Der G-Bau’r gebietet seinen Männern mit einem Stockschwung durch die Luft auszuschwärmen. Von beiden Seiten kommen sie daher. Schon von Weitem brüllen sie. »Hoooopp! Auf geht’s! Geeeehma!!«
»Langsam, Mädel«, sage ich. So ruhig ich kann. Aber es ist schon zu spät. Sie sehen die Gummistiefel, sie sehen die Stallkittel, sie sehen die Stöcke, und dahin geht’s. Der G-Bau’r schimpft sie dappige Viecher, seine Männer schneiden ihnen den Weg ab und treiben sie zum Lastwagen.
Ich gehe hinterher und schaff’s nicht, meinen Kopf aufrecht zu halten. Er wiegt eine Tonne, und was ich sehen würde, wenn ich ihn heben könnte, täte mir weh.
Die Tiere stehen keuchend in einem Pulk zwischen den großen MB-Tracs. Die Klappen der Anhänger sind offen. DieMänner bilden ein V. Dort hinein treibt der Junior die Viecher. Der einzige Ausweg ist der Laderaum. Der G-Bau’r brüllt »Hopp!« Und weil sie nicht gehen, rammt er der ersten Koim den elektrischen Viehtreiber in die Seite. Sie macht einen Laut, mehr ein versehentliches Atemgeräusch als ein Muhen, und springt nach vorne. Auf die Rampe und schlitternd hinauf in den Hänger.
Jeder der Männer hat einen Viehtreiber in der einen, einen Stock in der anderen Hand. Der Junior langt hin, ohne Zaudern.
Ich stehe hinter ihm. Drei Meter außerhalb des V. Den Blick im Boden.
»Muss das sein? Die gehen doch anders auch rein«, würge ich mit Mühe aus meinem Hals.
»Mir macha des scho.«
Damit bin ich entlassen. Mein Beitrag ist hier nicht erwünscht. Tierliebe Weiber beim Verladen – ganz schlecht.
Der Hias steht vor der Hütte, und ich weiß, dass er mich herrufen möchte.
Ich wünsch den Koima noch einmal viel Glück, von Herzen. Dann geh ich zurück zur Hütte.
Ich richt eine Brotzeit her, wie sich’s gehört.
Hinterm Stall schreit die Nelly. Es ist halb drei. Keine Stallzeit.
Sie weiß, was los ist. Sie kennt den G-Bau’r noch. Sie steht da, starr wie eine Statue, die Ohren steil nach vorn gestellt und wittert.

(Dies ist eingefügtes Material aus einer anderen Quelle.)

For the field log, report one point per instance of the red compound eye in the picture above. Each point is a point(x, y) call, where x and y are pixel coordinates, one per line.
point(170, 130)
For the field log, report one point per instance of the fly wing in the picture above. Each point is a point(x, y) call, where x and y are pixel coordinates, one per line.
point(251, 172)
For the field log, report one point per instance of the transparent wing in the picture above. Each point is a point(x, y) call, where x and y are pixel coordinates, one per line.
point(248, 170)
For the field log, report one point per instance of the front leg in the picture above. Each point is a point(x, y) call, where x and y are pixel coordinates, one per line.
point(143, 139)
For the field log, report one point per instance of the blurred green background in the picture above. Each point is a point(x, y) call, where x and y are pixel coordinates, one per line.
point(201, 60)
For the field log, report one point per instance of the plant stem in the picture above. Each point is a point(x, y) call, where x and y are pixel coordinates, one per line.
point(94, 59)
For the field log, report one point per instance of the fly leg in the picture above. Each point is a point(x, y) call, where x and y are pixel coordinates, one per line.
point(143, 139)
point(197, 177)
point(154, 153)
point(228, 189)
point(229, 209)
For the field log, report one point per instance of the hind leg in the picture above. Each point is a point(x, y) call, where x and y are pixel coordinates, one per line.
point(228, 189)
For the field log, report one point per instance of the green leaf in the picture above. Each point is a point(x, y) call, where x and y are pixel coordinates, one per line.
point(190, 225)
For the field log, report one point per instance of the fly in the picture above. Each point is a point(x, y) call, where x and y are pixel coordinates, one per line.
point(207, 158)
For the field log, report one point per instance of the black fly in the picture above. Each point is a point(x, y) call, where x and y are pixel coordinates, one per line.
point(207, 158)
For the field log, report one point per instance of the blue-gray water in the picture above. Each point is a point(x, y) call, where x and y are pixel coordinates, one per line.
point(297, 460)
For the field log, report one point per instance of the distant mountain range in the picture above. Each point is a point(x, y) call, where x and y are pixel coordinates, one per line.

Da kommen sie auch schon. Fünf Männer. 480 Kilo. 110 davon fallen auf den G-Bau’r selbst.
»A Bier bringst ma«, sagt er.
»Mir aa.« Der Junior.
Nach der Nelly fragen sie nicht.
» MMMMMHHH !«
»Sch-sch-sch!«, denke ich. Aber was will ich? Sie hinterm Stall verstecken? Und dann?
» MMMMh .«
»Hää, des is doch aa de’ meine, oder?«, fragt der G-Bau’r.
»Ja ... Die war eigentlich immer hinten, bei den Kühen.«
»Dass ma de fei ned vergessen, nachher.« Er zieht langsam und gründlich eine Prise Schnupftabak in seine Stirnhöhle.
»A Brotzeit auch?«, frage ich und könnte mich selber in den Arsch beißen, weil meine Stimme so zart klingt. So piepsig. So ... fügsam.
»Ja, wos’d halt host.« Der G-Bau’r schiebt seinen Filzhut in den Nacken und kratzt sich den Pelz.
Ich gehe also und hol fünf Bier und fünf Ladungen Brotzeit. Als ich das letzte Brettl auf den Tisch stelle, spüre ich eine Hand an meinem Hintern. Ich wirble herum. Fleischaugen zwinkern mich an, und Zigarettenrauch bläst mir ins Gesicht.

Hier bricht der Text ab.